In light of these answers, we have revised Section B.1.2 to improve our presentation, present the hyperparameters for our newly added results, and correct mistakes in our old hyperparameter definition. Moreover, we added a sentence that no hyperparameter study was conducted for GeoLoRA, and we used the hyperparameters as defined in the AdaLoRA code on GitHub. We hope this aspect of our paper is clear now. Please let us know if there are any further questions that we have not answered.

About Theory From a theoretical standpoint, the augmentation of the basis (7) ensures that the augmented basis spans the full-rank weights accurately (see Step 1 on page 23 in the proof of Theorem 3). The augmentation of the coefficient matrix (8) is chosen to approximate the projected full-rank weights accurately (see Step 2 on page 23 of the proof to Theorem 3). Giving a directly understandable, intuitive explanation is complicated. One intuitive idea is that one includes the old basis in (7) since the old information will usually remain dominant after a step of the optimization method. By enlarging the basis, we enlarge the search space and enable rank-adaptivity. The construction of the augmented coefficient matrix then incorporates the information gathered in the SS, KK, and LL steps of equations (6). Here, to not include the same information twice, it is important to remove the information in KK and LL that is already encoded in the old basis U0U_0 and V0V_0 through a projection with U~\tilde U and V~\tilde V.
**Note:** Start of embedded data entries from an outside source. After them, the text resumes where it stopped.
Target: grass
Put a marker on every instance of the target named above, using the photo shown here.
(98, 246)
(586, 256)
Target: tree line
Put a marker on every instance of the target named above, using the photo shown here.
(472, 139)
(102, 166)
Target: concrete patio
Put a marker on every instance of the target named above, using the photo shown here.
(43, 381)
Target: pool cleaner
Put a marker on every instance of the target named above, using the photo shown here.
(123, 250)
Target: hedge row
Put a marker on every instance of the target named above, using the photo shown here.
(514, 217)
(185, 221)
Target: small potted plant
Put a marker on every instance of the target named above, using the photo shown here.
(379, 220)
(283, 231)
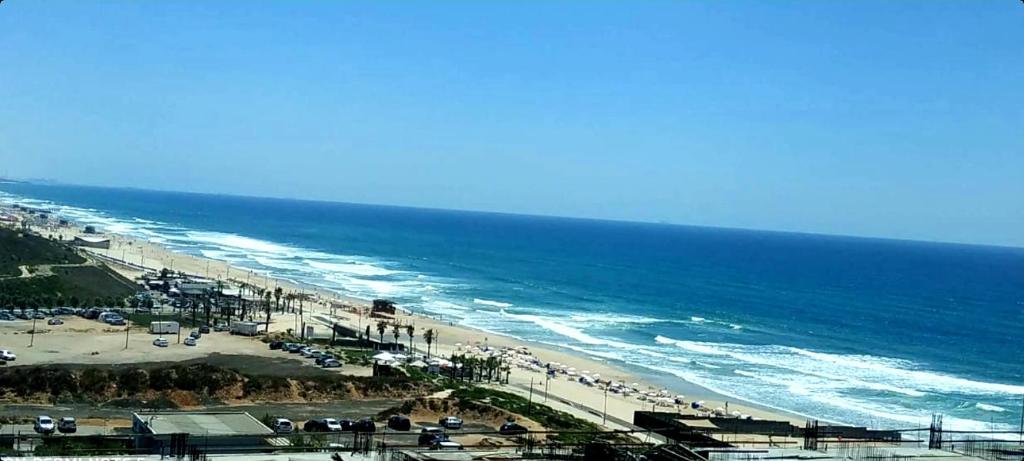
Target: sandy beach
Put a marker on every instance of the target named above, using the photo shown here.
(131, 257)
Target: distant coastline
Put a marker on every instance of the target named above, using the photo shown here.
(776, 320)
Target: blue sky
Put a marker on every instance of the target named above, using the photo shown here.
(871, 118)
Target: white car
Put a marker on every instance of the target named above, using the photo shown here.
(44, 425)
(332, 424)
(451, 422)
(282, 425)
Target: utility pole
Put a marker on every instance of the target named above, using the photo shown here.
(1021, 441)
(529, 403)
(128, 329)
(604, 418)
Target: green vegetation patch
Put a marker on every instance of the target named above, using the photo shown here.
(25, 249)
(68, 286)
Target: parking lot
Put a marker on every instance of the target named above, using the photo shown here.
(80, 340)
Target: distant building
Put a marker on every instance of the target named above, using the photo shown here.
(214, 431)
(92, 242)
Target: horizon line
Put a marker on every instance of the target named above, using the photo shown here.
(47, 181)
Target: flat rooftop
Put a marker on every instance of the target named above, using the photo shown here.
(203, 423)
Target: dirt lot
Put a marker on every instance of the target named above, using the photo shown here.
(86, 342)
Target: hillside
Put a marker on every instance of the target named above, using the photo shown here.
(24, 249)
(51, 275)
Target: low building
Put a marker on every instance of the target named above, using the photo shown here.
(92, 242)
(171, 433)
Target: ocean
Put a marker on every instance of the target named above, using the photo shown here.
(862, 331)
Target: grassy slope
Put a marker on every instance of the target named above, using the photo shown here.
(85, 283)
(17, 249)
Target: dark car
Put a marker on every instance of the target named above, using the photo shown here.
(398, 422)
(314, 425)
(67, 424)
(365, 425)
(431, 434)
(511, 428)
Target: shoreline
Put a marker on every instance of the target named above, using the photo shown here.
(128, 255)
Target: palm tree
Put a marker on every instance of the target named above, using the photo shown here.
(428, 336)
(266, 300)
(381, 328)
(411, 331)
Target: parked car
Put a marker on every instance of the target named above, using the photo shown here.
(398, 422)
(322, 425)
(282, 425)
(451, 422)
(445, 445)
(314, 425)
(430, 434)
(365, 425)
(511, 428)
(67, 424)
(44, 425)
(332, 424)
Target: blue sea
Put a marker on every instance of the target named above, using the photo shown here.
(875, 332)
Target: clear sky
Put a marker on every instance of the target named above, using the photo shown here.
(875, 118)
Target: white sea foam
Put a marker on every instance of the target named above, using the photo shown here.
(610, 318)
(357, 268)
(239, 242)
(492, 303)
(989, 408)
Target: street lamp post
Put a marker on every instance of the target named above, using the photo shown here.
(127, 330)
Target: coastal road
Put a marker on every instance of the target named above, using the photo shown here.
(581, 411)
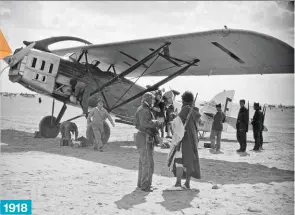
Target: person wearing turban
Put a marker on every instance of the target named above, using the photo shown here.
(217, 127)
(146, 124)
(257, 123)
Minor question We have now reported the loss for VIT on CIFAR100 for GeoLoRA and AdaLoRA in section B4 in the appendix of the revised manuscript. As we can see in that picture, AdaLoRA might fail if the learning rate is not small enough, exactly as in the matrix completion case presented as a motivating example at the beginning of the manuscript (and as it is also showcased in Figure 2 c,d, where it is shown that AdaLoRA fails for certain learning rates). We remark that AdaLoRA performs well for well-tuned learning rates, but the range of "good" learning rates is bigger for GeoLoRA in comparison with AdaLoRA.

评论

Thank you for your response, which has addressed most of my concerns. However, the lack of experiments on larger-scale datasets and models still raises concerns about the scalability of GeoLoRA. Therefore, I am increasing my score to 5.

审稿意见
8

The popular finetuning method LoRA is learned as an optimization problem with some variant of gradient descent. However, these may not arrive at the optimal low-rank solution. This issue has been looked into before, but that solution provides a stiff gradient flow. This work first reparameterizes the gradient flow to be non-stiff. Further, GeoLoRA allows for the rank of the LoRA adapters to vary, eliminating the need to specify that hyperparameter. This parameterization only requires a single backward pass rather than multiple which are needed by other methods. Based on a clear theoretical backing, theoretical results follow, with loss descent being guaranteed.

优点

  • This work provides a novel way of solving the stiffness/convergence issues in existing LoRA solvers, finding the LoRA factors at around the same rate as full fine-tuning.
  • GeoLoRA, while being more efficient than standard LoRA training, also includes adaptive rank finding, which is the most common alternative AdaLoRA has been shown to do but at a significantly greater cost than GeoLoRA. Finding LoRA-like fine-tuning factors can be done without specifying the rank a prior at nearly the same if not fewer training iterations.
  • Experiments showing GeoLoRA converging to around the same number of trainable parameters, with both starting with lesser and greater parameters, depict how this method does work towards decreasing rank if the extra dimensions are unneeded.
  • Timing experiments showing a direct efficiency improvement over AdaLoRA in Table 2 strongly defend that this method is an improvement over its alternatives.

缺点

  • For clarity, the motivation (Section 3) is currently a little lengthy. When reading, there was some expectation that one of these major derivations was part of the GeoLoRA algorithm, and it only became clear that the algorithm's description happened a few pages later. Including either a more complete description of Section 3 at its beginning, another subsection title, or moving some of Section 3 to the appendix/another section would help with readability.

问题

  • Determining if the rank should be changed is dependent on calculating orthonormalizations of n-by-2r0-sized matrices and SVDs of r-by-r matrices. With r significantly less than n, is it possible to use approximate methods such as power iteration to accelerate GeoLoRA further?
评论

Thank you for taking the time to carefully review our work and for your positive feedback. We have addressed the questions and comments you raised.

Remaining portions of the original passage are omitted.